Jackson, who generally drank his tea from a beer mug, was unaccustomed to being received with such civility and was taken aback. As a rule people addressed him simply as ‘Jackson’ – his rudeness and lazy ways producing in them a tone equally abrasive. Strictly speaking, he wasn’t a builder anyway. His two occupations, getting the knickers off girls and baiting badgers, took up the best part of his creative energy. He could hack a spot of plumbing and minor electrics, but large-scale stuff was beyond him.

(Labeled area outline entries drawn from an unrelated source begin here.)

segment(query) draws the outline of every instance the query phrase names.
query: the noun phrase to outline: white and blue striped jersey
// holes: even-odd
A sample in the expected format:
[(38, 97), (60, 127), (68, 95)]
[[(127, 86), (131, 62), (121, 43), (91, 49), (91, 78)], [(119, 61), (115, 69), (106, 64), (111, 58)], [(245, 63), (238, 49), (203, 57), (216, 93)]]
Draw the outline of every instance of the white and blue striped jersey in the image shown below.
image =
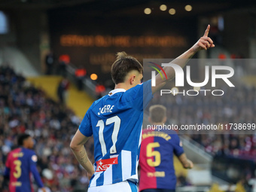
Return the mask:
[(79, 126), (94, 139), (95, 173), (89, 187), (138, 182), (143, 108), (152, 98), (148, 81), (128, 90), (115, 89), (90, 107)]

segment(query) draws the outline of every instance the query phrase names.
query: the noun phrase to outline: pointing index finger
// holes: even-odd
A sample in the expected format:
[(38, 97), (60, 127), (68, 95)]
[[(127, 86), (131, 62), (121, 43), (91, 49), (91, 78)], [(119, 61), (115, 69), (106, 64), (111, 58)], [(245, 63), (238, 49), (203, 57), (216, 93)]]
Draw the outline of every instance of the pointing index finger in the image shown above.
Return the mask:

Like many disagreeable people, Jackson was a realist: part of the reason he didn’t turn up for jobs was that he knew he wasn’t up to them.
Perhaps it was the shock of the arrival of Paula, or perhaps it was Ellen Thomas’s disarming smile but, against all previous experience, Jackson found himself wanting to oblige.

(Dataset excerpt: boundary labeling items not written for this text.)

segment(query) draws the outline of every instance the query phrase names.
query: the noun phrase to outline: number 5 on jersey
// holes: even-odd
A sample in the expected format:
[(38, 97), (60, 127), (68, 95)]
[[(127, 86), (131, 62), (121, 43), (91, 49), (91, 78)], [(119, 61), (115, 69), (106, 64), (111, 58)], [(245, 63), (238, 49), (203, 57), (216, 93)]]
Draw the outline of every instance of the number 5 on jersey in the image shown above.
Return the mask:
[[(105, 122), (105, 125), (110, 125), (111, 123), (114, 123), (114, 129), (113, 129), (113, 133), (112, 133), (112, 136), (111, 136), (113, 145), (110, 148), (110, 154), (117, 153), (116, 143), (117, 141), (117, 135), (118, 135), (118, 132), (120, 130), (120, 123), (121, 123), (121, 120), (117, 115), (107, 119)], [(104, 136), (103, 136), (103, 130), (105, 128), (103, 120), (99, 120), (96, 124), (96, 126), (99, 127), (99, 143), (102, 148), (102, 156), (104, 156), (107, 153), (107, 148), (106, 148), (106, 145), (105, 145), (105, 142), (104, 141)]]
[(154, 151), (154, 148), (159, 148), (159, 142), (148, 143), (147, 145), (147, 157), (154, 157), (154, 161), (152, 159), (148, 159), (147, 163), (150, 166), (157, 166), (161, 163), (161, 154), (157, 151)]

‘Take a butcher’s, will I?’ he suggested. No harm in having a look at the job.
Jackson went outside and stared at the roof. He returned and asked if he could have a ladder. There was a bit of bother getting this from the tool shed, where he was told to mind the nesting robin, but once he’d set it against the wall he mounted it and got up on to the flat roof over the kitchen.

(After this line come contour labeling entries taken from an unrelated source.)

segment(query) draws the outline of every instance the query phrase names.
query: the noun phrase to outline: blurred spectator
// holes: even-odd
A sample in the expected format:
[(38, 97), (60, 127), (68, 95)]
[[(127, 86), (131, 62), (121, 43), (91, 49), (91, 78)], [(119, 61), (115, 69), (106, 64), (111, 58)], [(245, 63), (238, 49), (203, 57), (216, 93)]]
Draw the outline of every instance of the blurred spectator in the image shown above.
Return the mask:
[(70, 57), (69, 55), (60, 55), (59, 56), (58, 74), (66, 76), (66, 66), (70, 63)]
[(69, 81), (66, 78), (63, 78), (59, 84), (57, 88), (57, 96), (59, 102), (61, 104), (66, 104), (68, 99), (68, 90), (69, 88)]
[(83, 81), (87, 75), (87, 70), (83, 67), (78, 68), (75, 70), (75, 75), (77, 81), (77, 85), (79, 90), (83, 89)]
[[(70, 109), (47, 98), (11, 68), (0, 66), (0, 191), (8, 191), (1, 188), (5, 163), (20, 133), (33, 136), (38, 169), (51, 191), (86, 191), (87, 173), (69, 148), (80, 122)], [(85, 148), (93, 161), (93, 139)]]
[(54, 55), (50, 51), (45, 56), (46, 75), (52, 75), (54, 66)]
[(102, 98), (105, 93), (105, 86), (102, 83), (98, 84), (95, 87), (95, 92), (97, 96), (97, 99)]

The bungalow had been built for himself by a builder who, late in life, gave up building works to become one of the Plymouth Brethren. Perhaps for this reason it was laid out on unusual lines. Planning permission had been applied for, and granted, before the builder’s own spiritual conversion had distracted him from the material conversion of his home; but the ‘bungalow’ had been built, and sold, to include an upper extension.
Jackson spent some time on the roof peering through a window int
o the hallway, before clambering down and pronouncing that so far as he could see there was ‘no problem’.
‘Good,’ said Ellen Thomas. ‘So when do you think you could let me have an estimate?’
Jackson, who had never before supplied such a thing in his life, said he would ring with an estimate without fail tomorrow.
‘Very good,’ said Ellen Thomas. ‘And provided I accept your estimate, when do you think you could start?’
The news, a few days later, that Jackson was working on Ellen Thomas’s house created some unrest in Great Calne. Despite Jackson’s reputation for poor workmanship, it was felt by some as a slight that Ellen Thomas should be favoured ahead of a long and patient queue. Sam Noble in particular was offended.
‘He promised to come to me next – I’ve been waiting for years!’ he exclaimed to Mr Golightly. ‘Of course, he’s very lower class.’
Mr Golightly, whose own origins were obscure, made no comment. Rather late in the day, he had called at Sam’s to apologise for his absence at the writers’ group. ‘I am sorry, something came up, but I’m sure you got along famously without me.’
‘We certainly missed you, I can’t pretend otherwise,’ said Sam, unwilling to relinquish the chance to be affronted.
‘I’m sorry,’ Mr Golightly repeated, mendaciously: he was perfectly ready to have let the world go hang for the walk by the river with Mary Simms.
‘I don’t know if there will be another. One of the party just hogged the time – went quite over the top!’ Sam was certainly not referring to himself; nor to that pleasant Nadia Fawns, who had thoughtfully invited him for lunch on Easter Sunday.
It might have surprised those who knew something of Mr Golightly’s enterprises to learn that he was quite forgetful of church festivals. As a rule, he was kept informed of such events by his efficient office, so that the news of the Easter bank holiday, pinned to the door of the Post Office Stores in Steve’s green biro – SHOP CLOSED EASTER MONDAY – caught him off guard.